In an unprecedented turn of events, Sioux Lookout, in Ontario, Canada has rescinded the bag ban put into place in September 2010. A town bylaw implemented the ban on single use plastic bags which were not to be sold or given away within the town. The plan was structured with a 1 year phase-in period to allow residents to get use to an existence free of disposable bags. During the phase-in period warnings were issued to anyone violating the law, but after that period fines would be charged to those selling or giving away disposable plastic bags. The law had been passed by outgoing members of the Council before they left office. Unfortunately, the town never made it out of the phase-in period. After 4 months there was so much opposition from residents and business owners alike that the Council took a re-vote and pulled the plug on the initial ruling after the bylaw was voted down 5-1.
Previous council members had good intentions. Their goal was to reduce the amount of plastic bags dumped into the town's landfills, which are overflowing with non-biodegradable bags. Plastic bags have only been in existence for about 50 years, so no one is really sure how long it takes them to breakdown. Studies suggest it can take 99 years or longer. That is an awfully long time for plastic bags to just sit. The problem is not completely just that the bags are taking up space, but also that they can interfere with biodegradable waste from breaking down, to add insult to injury.
In the case of Sioux Lookout the ban failed because it was rushed. The ban was voted in after months of deliberation and in this case that just was not enough time. There were too many outstanding issues that kept some residents and businesses from getting on board with the plan and ultimately that caused the downfall. What is even more noteworthy concerning the Sioux Lookout case is that a poll conducted prior to the ban indicated a majority of residents preferred reusable grocery bags to the disposable alternative. Despite this the ban just did not take. Other municipalities have successfully passed bans despite opposition, but they took the time necessary to iron out the details. There is no one-size-fits all approach to passing any type of law. What is necessary for one municipality may be excessive for another. In the cases of other cities and towns with bans they listened and responded to the opposition to fine-tune their law in order to set it up for success.
Reusable Shopping Bags Donated in Leaf Rapids
An example of a success story is Leaf Rapids, Manitoba, Sioux Lookout's northern neighbor. Leaf Rapids owns the distinction of being the first North American city to ban plastic disposable bags as of March 22, 2007. Leaf Rapids took a very unique approach to making plastic bags history in their town. The Council purchased reusable shopping bags from the Leaf Rapids Consumers Co-Operative store and received additional bags from donations. Local officials in turn donated 5 bags to every household in town under the condition that the residents use these bags when they shop. If they did not use the bags they would have to pay $0.03 for each disposable plastic bag used to pack their groceries.

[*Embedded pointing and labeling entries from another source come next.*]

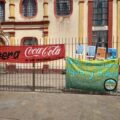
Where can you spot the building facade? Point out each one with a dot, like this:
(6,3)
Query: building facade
(33,22)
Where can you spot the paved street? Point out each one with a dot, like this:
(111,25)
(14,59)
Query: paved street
(58,106)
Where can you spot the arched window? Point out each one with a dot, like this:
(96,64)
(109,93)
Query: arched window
(29,8)
(63,7)
(2,11)
(100,12)
(29,41)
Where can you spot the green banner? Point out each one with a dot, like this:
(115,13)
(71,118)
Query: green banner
(92,75)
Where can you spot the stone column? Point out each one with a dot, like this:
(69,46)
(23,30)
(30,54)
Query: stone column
(81,20)
(118,27)
(12,38)
(45,18)
(12,10)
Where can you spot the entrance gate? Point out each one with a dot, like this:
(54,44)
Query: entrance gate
(48,76)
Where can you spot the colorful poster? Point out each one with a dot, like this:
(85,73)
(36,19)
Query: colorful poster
(101,53)
(92,75)
(79,49)
(91,51)
(112,53)
(30,54)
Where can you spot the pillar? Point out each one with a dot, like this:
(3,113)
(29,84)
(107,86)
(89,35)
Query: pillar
(90,21)
(118,28)
(114,19)
(12,10)
(45,18)
(81,21)
(110,25)
(12,38)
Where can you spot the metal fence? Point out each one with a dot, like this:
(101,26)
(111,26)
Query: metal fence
(44,76)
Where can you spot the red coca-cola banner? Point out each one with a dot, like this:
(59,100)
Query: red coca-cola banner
(30,54)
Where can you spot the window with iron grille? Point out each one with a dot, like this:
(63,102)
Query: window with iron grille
(100,12)
(29,41)
(2,11)
(63,7)
(29,8)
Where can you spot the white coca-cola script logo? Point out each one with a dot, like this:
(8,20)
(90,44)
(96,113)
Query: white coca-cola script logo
(42,51)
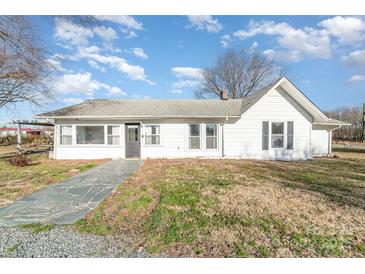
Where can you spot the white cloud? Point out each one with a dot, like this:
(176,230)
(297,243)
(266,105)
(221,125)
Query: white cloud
(106,33)
(130,34)
(95,65)
(204,23)
(300,42)
(139,53)
(226,40)
(348,30)
(56,64)
(79,37)
(355,59)
(124,20)
(187,77)
(73,100)
(80,83)
(291,56)
(116,91)
(74,34)
(357,78)
(187,72)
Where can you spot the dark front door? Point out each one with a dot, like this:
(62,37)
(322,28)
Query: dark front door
(132,141)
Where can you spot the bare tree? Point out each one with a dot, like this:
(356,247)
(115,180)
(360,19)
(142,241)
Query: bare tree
(351,115)
(24,70)
(240,73)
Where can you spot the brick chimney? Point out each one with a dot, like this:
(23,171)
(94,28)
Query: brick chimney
(223,95)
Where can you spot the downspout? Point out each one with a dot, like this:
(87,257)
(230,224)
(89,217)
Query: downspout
(330,140)
(223,136)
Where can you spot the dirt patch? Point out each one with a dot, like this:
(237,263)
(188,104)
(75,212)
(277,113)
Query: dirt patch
(17,182)
(239,208)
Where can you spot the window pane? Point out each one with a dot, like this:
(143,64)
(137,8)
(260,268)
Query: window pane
(133,134)
(66,130)
(277,141)
(211,142)
(194,142)
(194,130)
(90,134)
(66,140)
(113,130)
(113,140)
(211,130)
(277,128)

The program has been a tremendous success and officials from Leaf Rapids claim no one has violated the law, which calls for fines imposed against stores that hand out plastic bags. Today if someone forgets their reusable bags stores will pack their goods in paper bags, which residents are quick to recycle.

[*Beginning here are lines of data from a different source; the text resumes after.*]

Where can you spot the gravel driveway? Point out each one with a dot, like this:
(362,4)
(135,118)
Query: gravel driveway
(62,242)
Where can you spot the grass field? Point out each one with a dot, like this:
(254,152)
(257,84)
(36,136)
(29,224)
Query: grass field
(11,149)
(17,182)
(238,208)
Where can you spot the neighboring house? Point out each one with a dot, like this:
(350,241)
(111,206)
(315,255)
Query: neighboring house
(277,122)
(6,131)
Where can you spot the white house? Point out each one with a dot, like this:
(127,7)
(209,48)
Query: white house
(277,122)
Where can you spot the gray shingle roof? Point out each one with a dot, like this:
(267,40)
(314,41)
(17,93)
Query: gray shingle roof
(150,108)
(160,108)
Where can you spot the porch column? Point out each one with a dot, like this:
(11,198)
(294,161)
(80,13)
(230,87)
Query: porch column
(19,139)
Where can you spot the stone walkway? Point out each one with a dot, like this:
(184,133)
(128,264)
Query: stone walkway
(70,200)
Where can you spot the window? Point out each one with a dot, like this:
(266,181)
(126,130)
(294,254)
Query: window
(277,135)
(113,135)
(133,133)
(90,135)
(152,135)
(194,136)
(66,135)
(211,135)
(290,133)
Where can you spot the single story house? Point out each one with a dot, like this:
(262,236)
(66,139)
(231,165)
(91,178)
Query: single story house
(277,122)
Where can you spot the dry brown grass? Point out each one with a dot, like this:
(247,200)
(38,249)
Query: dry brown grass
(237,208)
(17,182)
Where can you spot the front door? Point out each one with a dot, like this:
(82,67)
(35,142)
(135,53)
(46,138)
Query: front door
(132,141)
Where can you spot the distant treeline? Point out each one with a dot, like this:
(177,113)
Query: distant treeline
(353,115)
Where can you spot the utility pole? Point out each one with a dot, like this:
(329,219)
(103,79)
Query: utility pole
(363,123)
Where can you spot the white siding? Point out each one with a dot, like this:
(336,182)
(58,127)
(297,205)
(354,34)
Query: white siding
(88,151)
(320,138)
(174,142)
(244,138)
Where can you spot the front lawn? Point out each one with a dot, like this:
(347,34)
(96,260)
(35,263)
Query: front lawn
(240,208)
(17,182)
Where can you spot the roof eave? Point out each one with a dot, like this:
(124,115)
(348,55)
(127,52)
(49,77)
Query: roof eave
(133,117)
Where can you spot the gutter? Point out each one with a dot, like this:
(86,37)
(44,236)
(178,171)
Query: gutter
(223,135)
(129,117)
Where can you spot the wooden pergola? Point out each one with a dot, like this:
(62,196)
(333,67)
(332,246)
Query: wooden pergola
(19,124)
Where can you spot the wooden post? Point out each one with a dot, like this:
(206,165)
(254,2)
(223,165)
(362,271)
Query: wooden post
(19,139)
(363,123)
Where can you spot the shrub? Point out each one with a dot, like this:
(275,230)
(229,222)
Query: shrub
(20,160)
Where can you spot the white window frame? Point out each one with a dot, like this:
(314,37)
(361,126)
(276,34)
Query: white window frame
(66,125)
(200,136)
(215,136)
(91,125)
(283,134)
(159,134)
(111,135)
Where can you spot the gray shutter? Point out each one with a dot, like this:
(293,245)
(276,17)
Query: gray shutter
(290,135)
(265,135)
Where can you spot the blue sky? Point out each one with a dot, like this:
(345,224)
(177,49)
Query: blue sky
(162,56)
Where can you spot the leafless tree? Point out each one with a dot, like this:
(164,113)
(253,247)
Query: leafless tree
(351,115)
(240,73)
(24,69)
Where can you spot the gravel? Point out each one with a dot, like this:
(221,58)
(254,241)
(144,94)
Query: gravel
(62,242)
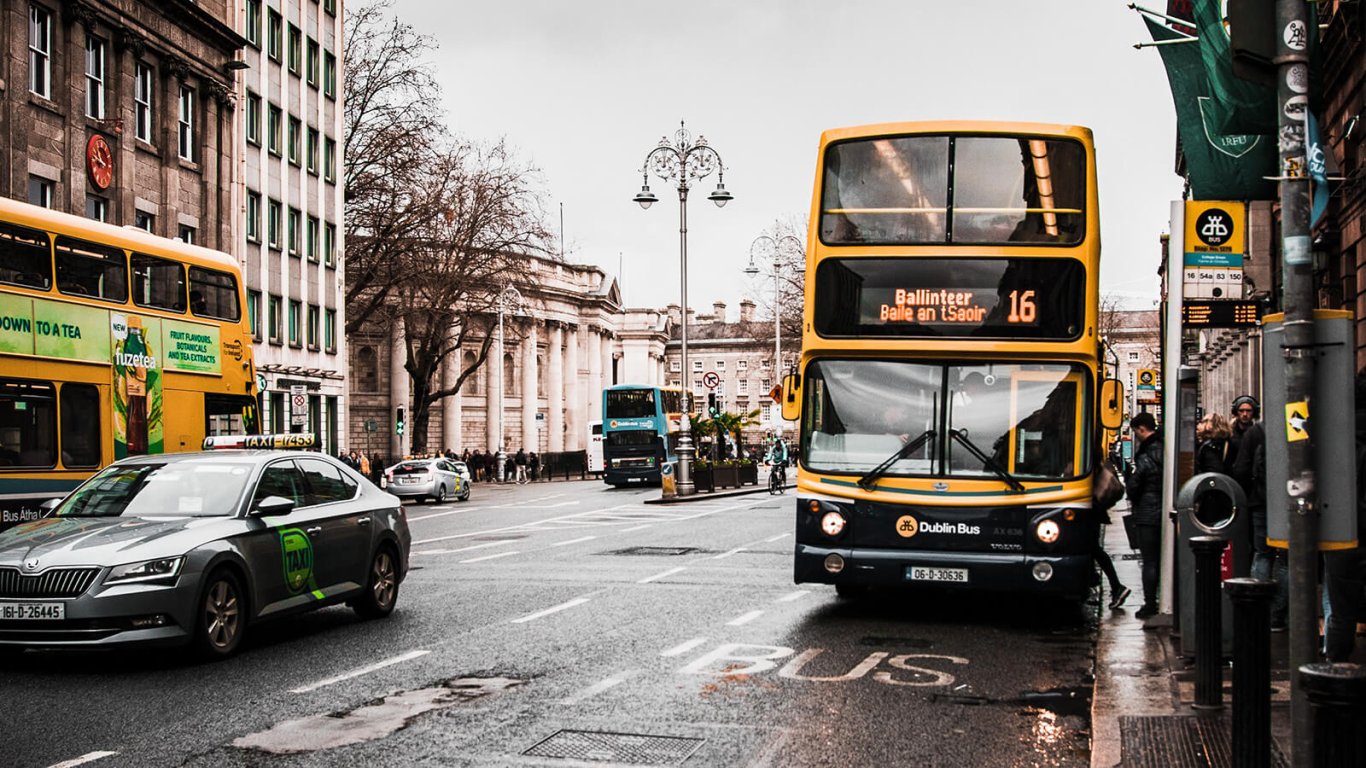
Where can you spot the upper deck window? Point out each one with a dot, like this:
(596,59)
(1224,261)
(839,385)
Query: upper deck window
(963,190)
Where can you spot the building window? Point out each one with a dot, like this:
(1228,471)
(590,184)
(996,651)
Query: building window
(294,231)
(272,223)
(253,118)
(295,48)
(94,78)
(186,122)
(313,62)
(313,327)
(295,310)
(253,216)
(142,103)
(275,34)
(295,140)
(40,51)
(253,30)
(329,74)
(254,313)
(273,319)
(329,245)
(40,192)
(312,241)
(275,119)
(97,208)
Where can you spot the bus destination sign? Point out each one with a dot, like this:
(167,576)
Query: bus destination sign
(1220,314)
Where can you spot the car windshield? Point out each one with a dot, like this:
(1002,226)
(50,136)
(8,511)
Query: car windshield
(160,489)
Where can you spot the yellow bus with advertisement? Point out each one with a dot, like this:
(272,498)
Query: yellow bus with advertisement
(951,392)
(112,342)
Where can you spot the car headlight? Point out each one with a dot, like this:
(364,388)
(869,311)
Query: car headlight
(161,569)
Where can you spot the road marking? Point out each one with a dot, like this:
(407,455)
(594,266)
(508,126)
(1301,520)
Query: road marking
(407,656)
(84,759)
(491,556)
(685,647)
(548,611)
(668,573)
(443,514)
(574,541)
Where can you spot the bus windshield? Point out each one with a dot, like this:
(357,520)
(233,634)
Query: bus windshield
(954,189)
(971,420)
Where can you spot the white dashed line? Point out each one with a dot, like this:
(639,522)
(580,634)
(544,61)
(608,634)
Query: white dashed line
(548,611)
(745,619)
(683,648)
(668,573)
(407,656)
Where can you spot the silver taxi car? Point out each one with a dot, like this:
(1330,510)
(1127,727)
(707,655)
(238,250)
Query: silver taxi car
(196,548)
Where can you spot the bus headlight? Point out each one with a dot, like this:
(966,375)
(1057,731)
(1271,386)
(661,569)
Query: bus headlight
(832,524)
(1048,532)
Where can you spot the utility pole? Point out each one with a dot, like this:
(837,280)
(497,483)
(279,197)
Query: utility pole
(1297,258)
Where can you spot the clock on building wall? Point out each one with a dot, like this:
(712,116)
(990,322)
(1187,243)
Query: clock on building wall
(100,161)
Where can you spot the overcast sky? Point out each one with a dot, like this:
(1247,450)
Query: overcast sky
(583,89)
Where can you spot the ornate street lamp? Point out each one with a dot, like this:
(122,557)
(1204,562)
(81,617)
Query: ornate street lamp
(508,301)
(680,163)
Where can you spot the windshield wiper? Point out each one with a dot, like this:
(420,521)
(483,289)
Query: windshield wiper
(986,461)
(869,480)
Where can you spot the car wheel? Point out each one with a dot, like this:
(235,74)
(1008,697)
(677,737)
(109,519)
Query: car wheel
(220,619)
(381,588)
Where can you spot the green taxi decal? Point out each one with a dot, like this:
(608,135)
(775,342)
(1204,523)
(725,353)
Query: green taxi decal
(297,551)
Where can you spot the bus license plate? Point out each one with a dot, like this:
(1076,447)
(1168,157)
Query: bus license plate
(32,611)
(920,573)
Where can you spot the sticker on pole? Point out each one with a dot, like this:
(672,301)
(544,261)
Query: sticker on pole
(1297,421)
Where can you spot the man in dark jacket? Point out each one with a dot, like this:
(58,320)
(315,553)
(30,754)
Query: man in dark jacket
(1145,496)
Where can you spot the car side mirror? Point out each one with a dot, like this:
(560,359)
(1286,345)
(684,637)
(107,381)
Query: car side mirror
(273,506)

Leaf Rapids had a unique advantage of being such a small town; when major cities and metropolitan areas, like San Francisco and Los Angeles County, passed bag bans the idea of local municipalities donating reusable bags to each and every household was just not an option. Leaf Rapids also had the good fortune of being on-board with the notion of a ban at the right time and they were able to secure outside help and donations to make the ban a success. Sioux Lookout on the other hand is not letting this setback stop them from moving forward. The mayor plans to work with the Council to step up recycling efforts in the city to help combat the plastic bag predicament. At this point in time there is no talk of revisiting the notion of a plastic bag ban. With any luck the residents of Sioux Lookout will hold the notoriety of being the only city to overturn their plastic bag ban, and hopefully in the meantime they continue to bring reusable grocery bags when they head to the store and increase their recycling efforts.
For more information about Sioux Lookout's ban check out http://www.chroniclejournal.com/content/news/local/2011/10/22/bag-ban-cancelled, http://www.tbnewswatch.com/news/170004/Sioux-Lookout-repeals-plastic-bag-ban, and http://thedrydenobserver.ca/2010/04/sioux-lookout-wants-to-ban-plastic-bags/. To learn more about Leaf Rapids' ban go to http://www.townofleafrapids.ca/green_initiatives.htm#Banning Plastic Bags.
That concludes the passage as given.